The US government has enough vaccines to give immunocompromised people a fourth dose this spring, and, if eventually authorized, fourth doses to seniors and other vulnerable people. But if a fourth dose — also known as a second booster shot — is made available for the general public, the current funding situation will result in the US not having an adequate supply for all Americans, said Jeff Zients, the White House COVID-19 task force coordinator.
“Not having enough vaccines is completely unacceptable, as vaccines have proven to be our single most important tool in protecting Americans.
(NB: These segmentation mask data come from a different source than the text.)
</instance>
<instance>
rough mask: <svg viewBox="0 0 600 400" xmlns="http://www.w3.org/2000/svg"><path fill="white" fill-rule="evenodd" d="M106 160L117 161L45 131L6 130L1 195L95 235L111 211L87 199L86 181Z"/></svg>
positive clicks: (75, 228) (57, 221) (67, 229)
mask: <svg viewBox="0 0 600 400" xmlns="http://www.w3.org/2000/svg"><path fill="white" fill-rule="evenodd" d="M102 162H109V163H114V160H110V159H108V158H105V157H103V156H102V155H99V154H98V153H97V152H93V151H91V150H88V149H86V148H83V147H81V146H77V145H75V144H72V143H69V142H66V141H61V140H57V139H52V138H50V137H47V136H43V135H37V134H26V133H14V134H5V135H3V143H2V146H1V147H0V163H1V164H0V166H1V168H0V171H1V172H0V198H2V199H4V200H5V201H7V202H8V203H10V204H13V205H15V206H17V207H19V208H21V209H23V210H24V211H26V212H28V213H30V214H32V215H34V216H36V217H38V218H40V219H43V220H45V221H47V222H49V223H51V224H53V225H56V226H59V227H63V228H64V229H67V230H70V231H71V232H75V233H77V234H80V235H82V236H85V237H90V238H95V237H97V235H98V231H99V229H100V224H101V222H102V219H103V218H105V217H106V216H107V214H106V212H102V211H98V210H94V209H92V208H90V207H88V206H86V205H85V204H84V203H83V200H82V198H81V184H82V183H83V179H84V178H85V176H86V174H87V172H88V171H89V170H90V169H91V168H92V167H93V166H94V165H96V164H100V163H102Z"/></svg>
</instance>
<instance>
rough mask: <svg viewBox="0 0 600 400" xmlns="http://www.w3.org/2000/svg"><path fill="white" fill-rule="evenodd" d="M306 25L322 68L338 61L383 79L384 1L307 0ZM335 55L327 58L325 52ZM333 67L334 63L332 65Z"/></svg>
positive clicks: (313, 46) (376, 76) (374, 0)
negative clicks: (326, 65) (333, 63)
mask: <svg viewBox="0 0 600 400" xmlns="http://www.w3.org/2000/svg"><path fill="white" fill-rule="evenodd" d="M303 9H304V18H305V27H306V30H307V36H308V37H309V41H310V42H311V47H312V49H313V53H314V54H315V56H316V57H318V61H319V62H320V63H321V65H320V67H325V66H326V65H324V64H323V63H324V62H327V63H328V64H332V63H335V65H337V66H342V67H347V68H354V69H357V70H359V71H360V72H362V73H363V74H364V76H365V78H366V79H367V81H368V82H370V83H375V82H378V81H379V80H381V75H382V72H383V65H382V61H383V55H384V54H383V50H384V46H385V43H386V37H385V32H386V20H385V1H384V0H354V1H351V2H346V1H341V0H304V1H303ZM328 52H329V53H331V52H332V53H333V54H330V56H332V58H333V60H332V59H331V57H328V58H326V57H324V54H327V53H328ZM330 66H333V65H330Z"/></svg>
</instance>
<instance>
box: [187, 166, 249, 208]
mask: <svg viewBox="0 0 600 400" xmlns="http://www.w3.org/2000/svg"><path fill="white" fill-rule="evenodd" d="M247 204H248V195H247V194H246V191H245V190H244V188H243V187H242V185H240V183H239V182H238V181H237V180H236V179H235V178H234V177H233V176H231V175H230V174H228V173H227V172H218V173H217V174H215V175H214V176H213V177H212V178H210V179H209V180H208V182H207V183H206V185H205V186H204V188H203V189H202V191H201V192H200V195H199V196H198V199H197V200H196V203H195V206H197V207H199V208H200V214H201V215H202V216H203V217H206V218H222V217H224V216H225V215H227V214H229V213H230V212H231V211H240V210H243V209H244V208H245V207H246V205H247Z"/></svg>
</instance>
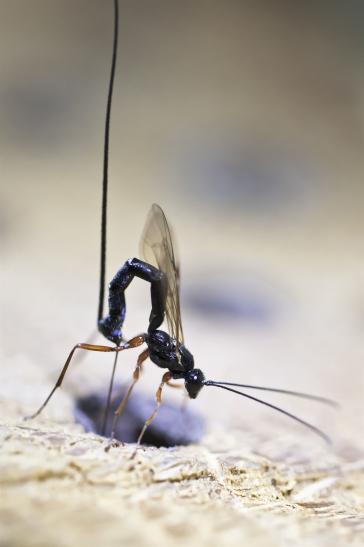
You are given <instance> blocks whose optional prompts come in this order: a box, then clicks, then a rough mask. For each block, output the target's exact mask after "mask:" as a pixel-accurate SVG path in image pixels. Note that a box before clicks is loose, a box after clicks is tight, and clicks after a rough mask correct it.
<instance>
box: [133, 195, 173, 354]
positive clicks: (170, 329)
mask: <svg viewBox="0 0 364 547" xmlns="http://www.w3.org/2000/svg"><path fill="white" fill-rule="evenodd" d="M140 252H141V255H142V257H143V258H144V260H145V261H146V262H148V264H152V266H155V267H156V268H158V269H159V270H161V271H162V272H163V273H164V274H165V276H166V280H167V299H166V320H167V324H168V330H169V334H170V336H172V338H175V340H176V341H177V344H178V345H179V344H182V343H183V331H182V322H181V307H180V301H179V268H178V263H177V260H176V256H175V251H174V249H173V238H172V234H171V229H170V227H169V226H168V222H167V219H166V216H165V214H164V213H163V211H162V209H161V208H160V207H159V205H157V204H156V203H154V204H153V205H152V207H151V209H150V211H149V214H148V217H147V220H146V223H145V227H144V231H143V234H142V237H141V240H140Z"/></svg>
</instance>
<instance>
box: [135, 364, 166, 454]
mask: <svg viewBox="0 0 364 547" xmlns="http://www.w3.org/2000/svg"><path fill="white" fill-rule="evenodd" d="M171 378H172V374H171V372H166V373H165V374H163V376H162V381H161V383H160V384H159V387H158V389H157V392H156V394H155V398H156V403H157V404H156V407H155V409H154V410H153V412H152V414H151V415H150V416H149V418H148V419H147V420H146V421H145V424H144V425H143V429H142V430H141V432H140V435H139V437H138V440H137V446H136V448H135V450H134V452H133V454H132V456H131V457H132V458H134V456H135V454H136V452H137V449H138V447H139V446H140V443H141V440H142V438H143V435H144V433H145V432H146V429H147V427H148V425H150V424H151V423H152V421H153V420H154V418H155V417H156V415H157V412H158V410H159V407H160V406H161V402H162V390H163V387H164V386H165V384H167V382H169V381H170V380H171Z"/></svg>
We should be securing additional supply right now,” Zients said at a news briefing Wednesday. “Many other countries are already doing so. In fact, Japan, Vietnam, the Philippines, and Hong Kong have already secured future booster doses.”
Without additional funds, the US also risks losing its domestic testing manufacturing capacity. “And because it takes months to ramp back up to rebuild capacity, failure to invest now will leave us with insufficient testing capacity and supply if we see another surge in cases and demand for testing increases once again. That should not be allowed to happen,” Zients said.
“These consequences will only get more significant over time, with less treatments, vaccines, and tests for the American people,” he added.